We show that the mass–metallicity relation observed in the local universe is due to a more general relation between stellar mass M★, gas-phase metallicity and star formation rate (SFR). Local galaxies define a tight surface in this 3D space, the fundamental metallicity relation (FMR), with a small residual dispersion of ∼0.05 dex in metallicity, i.e. ∼12 per cent. At low stellar mass, metallicity decreases sharply with increasing SFR, while at high stellar mass, metallicity does not depend on SFR.
High-redshift galaxies up to z∼ 2.5 are found to follow the same FMR defined by local Sloan Digital Sky Survey (SDSS) galaxies, with no indication of evolution. In this respect, the FMR defines the properties of metal enrichment of galaxies in the last 80 per cent of cosmic time. The evolution of the mass–metallicity relation observed up to z= 2.5 is due to the fact that galaxies with progressively higher SFRs, and therefore lower metallicities, are selected at increasing redshifts, sampling different parts of the same FMR.
By introducing the new quantity μα= log (M★) −α log (SFR), with α= 0.32, we define a projection of the FMR that minimizes the metallicity scatter of local galaxies. The same quantity also cancels out any redshift evolution up to z∼ 2.5, i.e. all galaxies follow the same relation between μ0.32 and metallicity and have the same range of values of μ0.32. At z > 2.5, evolution of about 0.6 dex off the FMR is observed, with high-redshift galaxies showing lower metallicities.
The existence of the FMR can be explained by the interplay of infall of pristine gas and outflow of enriched material.
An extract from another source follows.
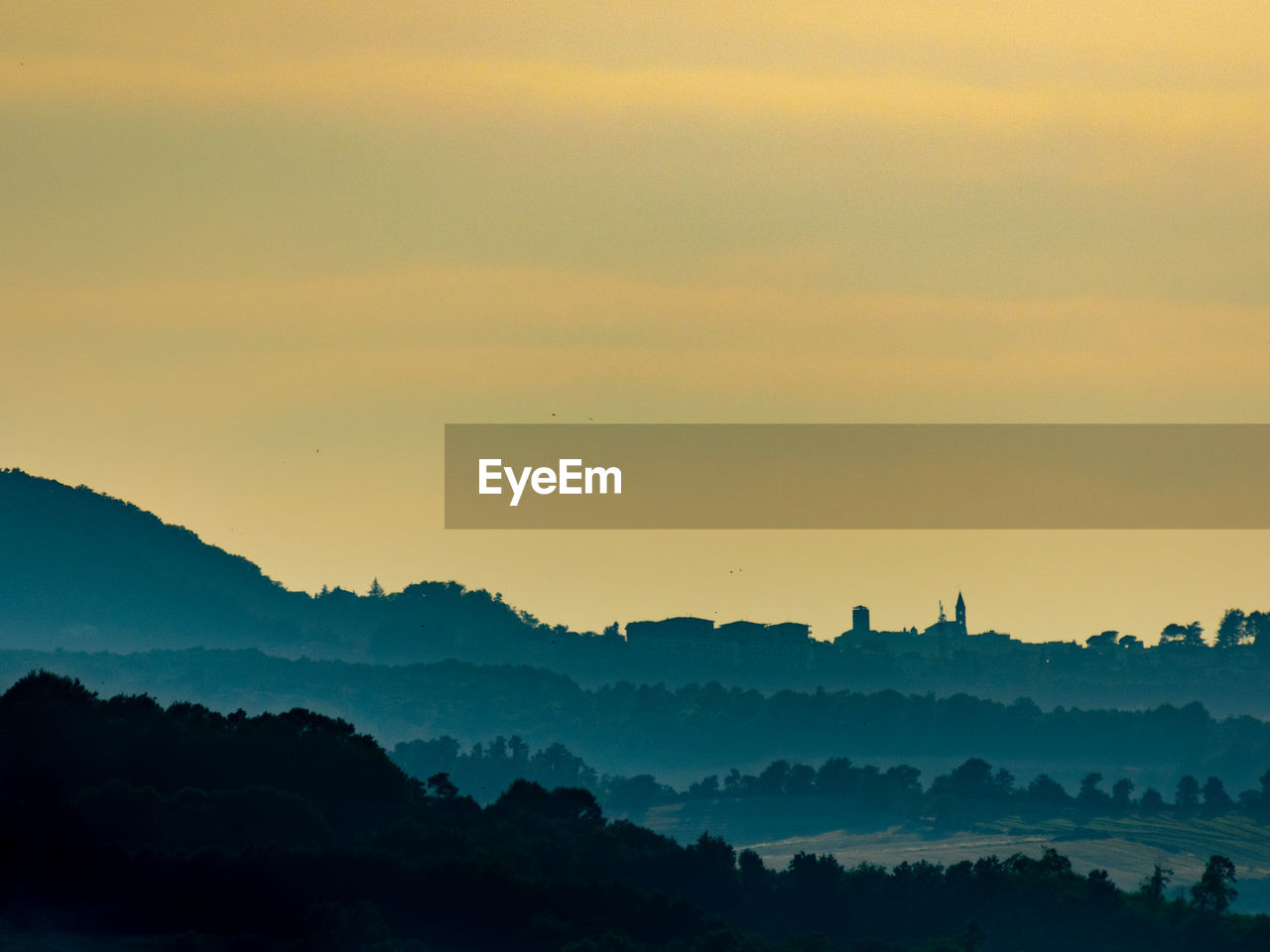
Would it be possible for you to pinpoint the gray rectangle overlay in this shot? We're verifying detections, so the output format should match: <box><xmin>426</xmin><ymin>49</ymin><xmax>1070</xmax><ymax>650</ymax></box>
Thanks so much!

The former effect is responsible for the dependence of metallicity with SFR and is the dominant effect at high redshift, while the latter introduces the dependence on stellar mass and dominates at low redshift. The combination of these two effects, together with the Schmidt–Kennicutt law, explains the shape of the FMR and the role of μ0.32. The small-metallicity scatter around the FMR supports the smooth infall scenario of gas accretion in the local universe.